17 de setembro de 2013: A prefeitura de São Paulo descobriu em excelente meio de promoção; a cada duas semanas anuncia a implantação de mais 10 ou 20 quilômetros de faixas exclusivas de ônibus, mantendo a atenção da mídia... Pesquisas vêm sendo publicadas sobre o tema: como os passageiros estão percebendo a iniciativa? E os motoristas de carros particulares? Já está ocorrendo migração do transporte particular para o coletivo? ... Acredito que uma migração em massa do transporte individual para o coletivo é algo que não ocorrerá tão cedo. Nossas grandes cidades, São Paulo inclusive, estão longe de reunir as condições mínimas necessárias para o início de um círculo virtuoso nesse sentido. Será preciso muita competência técnica (em falta), investimentos (em falta), menos política (em excesso) e tempo para a readaptação das cidades e ocorrência de mudanças culturais... Esperar o que então? Muita propaganda enganosa nas próximas eleições.

23 de setembro de 2013: A inutilidade das CPI(s): Após seis sessões ordinárias de audiências que duram praticamente um dia (agora já são 13 ou 14), os nobres vereadores continuam tentando entender por alto como funciona o sistema de transporte coletivo sobre pneus na cidade.

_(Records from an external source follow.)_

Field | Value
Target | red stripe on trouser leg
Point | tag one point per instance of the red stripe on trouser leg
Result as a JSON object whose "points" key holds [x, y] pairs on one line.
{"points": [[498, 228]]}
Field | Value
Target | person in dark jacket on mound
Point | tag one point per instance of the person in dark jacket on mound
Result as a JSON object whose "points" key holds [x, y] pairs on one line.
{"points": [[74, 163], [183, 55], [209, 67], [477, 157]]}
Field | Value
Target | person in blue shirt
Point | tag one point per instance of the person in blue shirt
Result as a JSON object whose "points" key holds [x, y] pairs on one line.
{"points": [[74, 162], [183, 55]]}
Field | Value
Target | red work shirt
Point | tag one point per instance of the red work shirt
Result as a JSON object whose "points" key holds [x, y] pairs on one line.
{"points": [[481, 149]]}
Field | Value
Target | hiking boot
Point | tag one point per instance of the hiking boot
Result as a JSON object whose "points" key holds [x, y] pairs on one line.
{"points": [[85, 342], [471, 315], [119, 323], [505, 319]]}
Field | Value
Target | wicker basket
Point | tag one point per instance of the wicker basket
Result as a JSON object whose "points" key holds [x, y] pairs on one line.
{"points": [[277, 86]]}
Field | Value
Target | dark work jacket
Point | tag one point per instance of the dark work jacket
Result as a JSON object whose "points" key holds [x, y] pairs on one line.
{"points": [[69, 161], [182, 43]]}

Continuam focando a atenção em “amendoins” enquanto os elefantes que realmente pesam na composição dos custos continuam tranquilamente vivendo suas atividades diárias... Ao contrário do que esperavam, não encontraram nenhum grande monstrengo administrativo que esteja elevando o custo de operação em qualquer nível significante... Nenhum dos itens que aponto como possíveis fontes de economia (28 de setembro de 2013) foi sequer cogitado pela CPI. Resumindo, eles estão relacionados com a produtividade da operação das frotas, integração metropolitana, desonerações de impostos, incluindo gravames trabalhistas, financiamento de bens de capital, simplificações fiscais e administrativas e mais alguns.

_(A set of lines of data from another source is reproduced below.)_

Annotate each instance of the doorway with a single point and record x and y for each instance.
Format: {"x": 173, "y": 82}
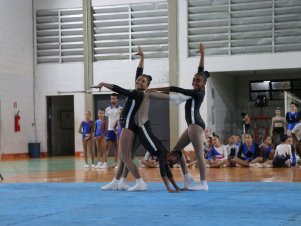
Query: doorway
{"x": 60, "y": 126}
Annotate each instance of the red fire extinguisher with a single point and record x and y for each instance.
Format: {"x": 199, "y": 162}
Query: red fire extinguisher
{"x": 17, "y": 122}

Em paralelo, a CPI dos vereadores de São Paulo tem dedicado um tempo desproporcional à denúncia de cartel feita pela Empresa Siemens, que envolveria basicamente o transporte sobre trilhos, por conta do governo do Estado e em contratos com empresas envolvidas na bilhetagem eletrônica. Por quê? Eles dão mil razões, mais do que esfarrapadas. Espero para os próximos meses pelo menos mais um Editorial do Estadão sobre o fracasso dessa CPI em propor saídas viáveis para os problemas do transporte por ônibus na cidade de São Paulo.